Mallarmé ne francise pas des mots latins, selon la méthode de l’écolier limousin, usitée sans succès vers 1889 dans les revues « jeunes ». Mais, amateur de langue neuve, il a le goût des mots et des expressions repris en leur sens étymologique et exact, lorsque ce sens, délaissé par l’usage est devenu d’apparence excentrique et précieuse : ainsi authentique, en tant que. Il représente un peu cet effort érudit et artificiel, qui a d’ailleurs propagé une végétation récente de clichés, cette constante référence, pour en déduire une signification plus pure, au type latin des mots. Je dis bien déduire, et il n’est pas certain que ce soit là un rajeunissement, un baptême des mots français par de l’eau fraîche ; peut-être est-ce sur leur front une cendre inquiétante par laquelle semblent les rappeler leurs pères ensevelis de Rome.
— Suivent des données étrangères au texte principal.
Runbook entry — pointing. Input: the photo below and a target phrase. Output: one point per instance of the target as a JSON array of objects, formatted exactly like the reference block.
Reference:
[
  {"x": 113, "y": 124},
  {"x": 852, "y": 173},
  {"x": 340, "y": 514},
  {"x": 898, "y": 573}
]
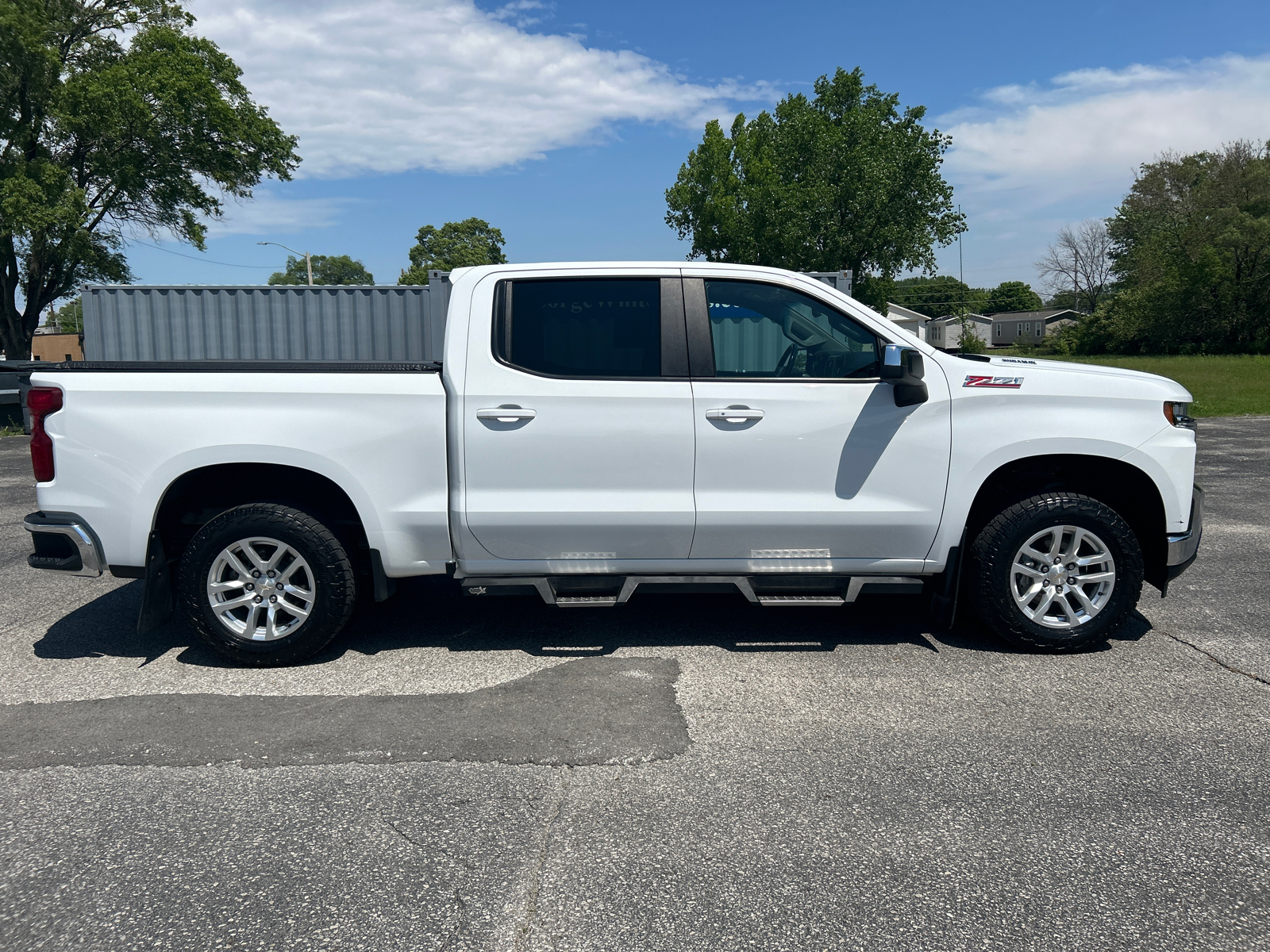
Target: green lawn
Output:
[{"x": 1227, "y": 385}]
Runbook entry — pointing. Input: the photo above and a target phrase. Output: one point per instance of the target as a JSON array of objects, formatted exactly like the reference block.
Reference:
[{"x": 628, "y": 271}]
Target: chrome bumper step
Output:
[{"x": 802, "y": 601}]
Ainsi « les roues assoupissant l’interjection de fleurs », « l’effort à proférer un vocable », « une nudité de héros tendre diffame[1] ». « Cent affiches s’assimilant l’or incompris des jours », « Ne divulgue pas du fait d’un aboi indifférent l’ombre ici insinuée[2]. » Ce n’est pas autrement, mais c’est avec un sens plus robuste des ressorts de la langue que Victor Hugo écrit :
Tout avait la figure intègre du bonheur…
C’est trop peu d’être blanc, le lys était candide…
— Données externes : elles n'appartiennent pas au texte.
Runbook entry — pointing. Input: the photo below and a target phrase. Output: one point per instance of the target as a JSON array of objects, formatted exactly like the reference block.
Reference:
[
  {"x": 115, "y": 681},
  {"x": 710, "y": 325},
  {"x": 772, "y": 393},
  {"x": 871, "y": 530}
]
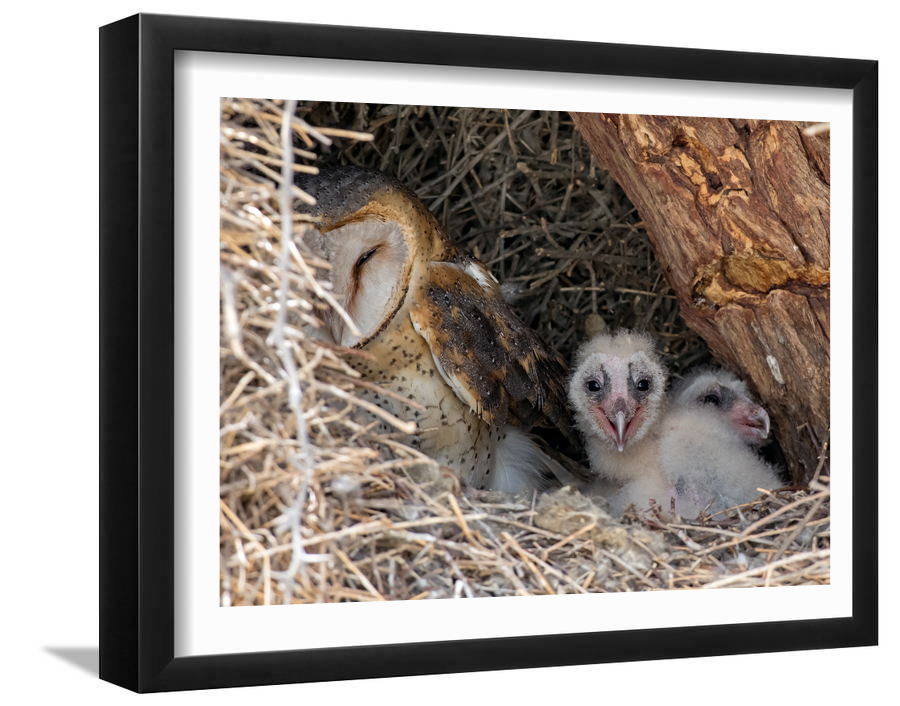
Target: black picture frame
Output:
[{"x": 137, "y": 365}]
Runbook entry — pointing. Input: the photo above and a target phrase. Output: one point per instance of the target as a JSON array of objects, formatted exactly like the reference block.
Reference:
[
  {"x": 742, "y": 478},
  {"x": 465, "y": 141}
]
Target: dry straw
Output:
[{"x": 317, "y": 507}]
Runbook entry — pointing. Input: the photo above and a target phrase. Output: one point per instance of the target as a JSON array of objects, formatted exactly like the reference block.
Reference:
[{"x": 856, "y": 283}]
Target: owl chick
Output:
[
  {"x": 708, "y": 462},
  {"x": 439, "y": 329},
  {"x": 725, "y": 392},
  {"x": 618, "y": 394}
]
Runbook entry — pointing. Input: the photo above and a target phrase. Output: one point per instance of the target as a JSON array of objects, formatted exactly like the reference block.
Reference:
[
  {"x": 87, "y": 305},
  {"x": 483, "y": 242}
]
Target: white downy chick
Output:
[
  {"x": 721, "y": 390},
  {"x": 618, "y": 395},
  {"x": 709, "y": 463}
]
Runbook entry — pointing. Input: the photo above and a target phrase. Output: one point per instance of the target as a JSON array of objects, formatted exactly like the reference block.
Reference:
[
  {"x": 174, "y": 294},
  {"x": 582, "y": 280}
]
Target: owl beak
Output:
[
  {"x": 620, "y": 430},
  {"x": 756, "y": 422}
]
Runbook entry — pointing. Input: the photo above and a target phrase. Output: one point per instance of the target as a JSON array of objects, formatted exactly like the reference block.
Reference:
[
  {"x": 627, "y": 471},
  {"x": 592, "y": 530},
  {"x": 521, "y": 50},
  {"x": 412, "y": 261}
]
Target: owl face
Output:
[
  {"x": 723, "y": 392},
  {"x": 368, "y": 260},
  {"x": 618, "y": 387}
]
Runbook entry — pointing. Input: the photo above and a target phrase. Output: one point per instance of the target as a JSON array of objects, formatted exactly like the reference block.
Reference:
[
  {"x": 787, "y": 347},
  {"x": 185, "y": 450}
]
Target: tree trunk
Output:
[{"x": 738, "y": 213}]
Mallarmé transfère volontiers une épithète du sens d’objet au sens d’agent :
Des dormeuses parmi leurs seuls bras hasardeux,
entendez jetés au hasard, les enlaçant confusément.
Figurent un souhait de tes sens fabuleux,
entendez non objet de fable, mais qui engendrent des fables. Et rien de plus naturel dans une poésie où les mots sont des foyers de suggestion.